We already know from SC that at 10 minutes the queries are up very significantly (about 20% compared to 20 or 25 minutes).
At 20 minutes the traffic doesn't seem much different from 25 minutes or only slightly higher, so let's see if traffic goes up much at 15 minute TTLs. If so then 20 minutes is probably optimal. If not, then 15 minutes is probably optimal.
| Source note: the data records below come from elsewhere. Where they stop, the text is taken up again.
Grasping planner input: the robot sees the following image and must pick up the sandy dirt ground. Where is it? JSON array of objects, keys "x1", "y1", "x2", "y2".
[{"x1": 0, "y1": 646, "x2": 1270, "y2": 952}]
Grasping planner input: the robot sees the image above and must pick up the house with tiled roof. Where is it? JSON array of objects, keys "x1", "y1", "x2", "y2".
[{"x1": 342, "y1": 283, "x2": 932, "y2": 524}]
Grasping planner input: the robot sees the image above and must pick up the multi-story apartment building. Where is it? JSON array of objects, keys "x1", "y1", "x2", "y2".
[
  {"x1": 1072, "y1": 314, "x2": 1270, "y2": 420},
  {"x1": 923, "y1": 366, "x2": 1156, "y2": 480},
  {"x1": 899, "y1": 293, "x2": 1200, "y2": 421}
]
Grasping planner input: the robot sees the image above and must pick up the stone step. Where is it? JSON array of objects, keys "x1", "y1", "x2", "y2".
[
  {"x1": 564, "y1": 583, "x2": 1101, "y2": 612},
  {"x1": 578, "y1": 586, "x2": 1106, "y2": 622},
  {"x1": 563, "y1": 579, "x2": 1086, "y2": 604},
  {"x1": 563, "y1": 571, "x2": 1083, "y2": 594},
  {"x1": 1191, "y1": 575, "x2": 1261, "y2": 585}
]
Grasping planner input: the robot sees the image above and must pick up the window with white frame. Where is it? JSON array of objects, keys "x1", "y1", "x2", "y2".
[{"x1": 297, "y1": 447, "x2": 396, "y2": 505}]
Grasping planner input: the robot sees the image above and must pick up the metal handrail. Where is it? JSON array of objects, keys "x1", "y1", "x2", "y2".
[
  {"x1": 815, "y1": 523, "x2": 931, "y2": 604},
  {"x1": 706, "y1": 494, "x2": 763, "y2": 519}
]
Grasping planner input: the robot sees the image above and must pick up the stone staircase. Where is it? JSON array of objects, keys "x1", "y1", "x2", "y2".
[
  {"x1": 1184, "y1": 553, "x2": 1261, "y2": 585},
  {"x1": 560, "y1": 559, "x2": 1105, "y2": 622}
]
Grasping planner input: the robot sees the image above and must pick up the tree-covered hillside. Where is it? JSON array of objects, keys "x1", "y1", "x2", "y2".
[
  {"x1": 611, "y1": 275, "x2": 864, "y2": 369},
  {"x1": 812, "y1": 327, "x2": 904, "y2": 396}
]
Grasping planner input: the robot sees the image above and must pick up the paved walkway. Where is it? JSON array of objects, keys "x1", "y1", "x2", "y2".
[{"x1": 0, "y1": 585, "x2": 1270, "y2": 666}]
http://nmrl.kconline.com/rbldnsd/
Either way TTL tuning will be done after next week.
Jeff C.
OK we tried one week of TTLs at 15 minutes (after a week at 25 then 20 minutes) and the DNS traffic levels don't seem much higher because of it:
http://nmrl.kconline.com/rbldnsd/
The measurement is perhaps slightly complicated by the fact that people may be moving over to multi.surbl.org with SpamAssassin 3.0, but looking at the relatively unchanging lists, the shorter TTL change seems to have not had much effect on traffic or only increased it slightly. (Note how traffic on multi is growing while the others (presumably using SA 2.63 and 2.64 or urirhsbl with SA 3.0) essentially aren't.)
We already know the traffic is significantly higher at 10 minute TTLs, from the sc.surbl.org setting before (in the first week on the sc graph), so 15 minutes is probably optimal in terms of quickest additions and deletions from the list while also minimizing DNS traffic.
So I'd like to propose that we stick with 15 minute TTLs for all SURBLs.
Any comments?
Are we on the right track with this?
Jeff C.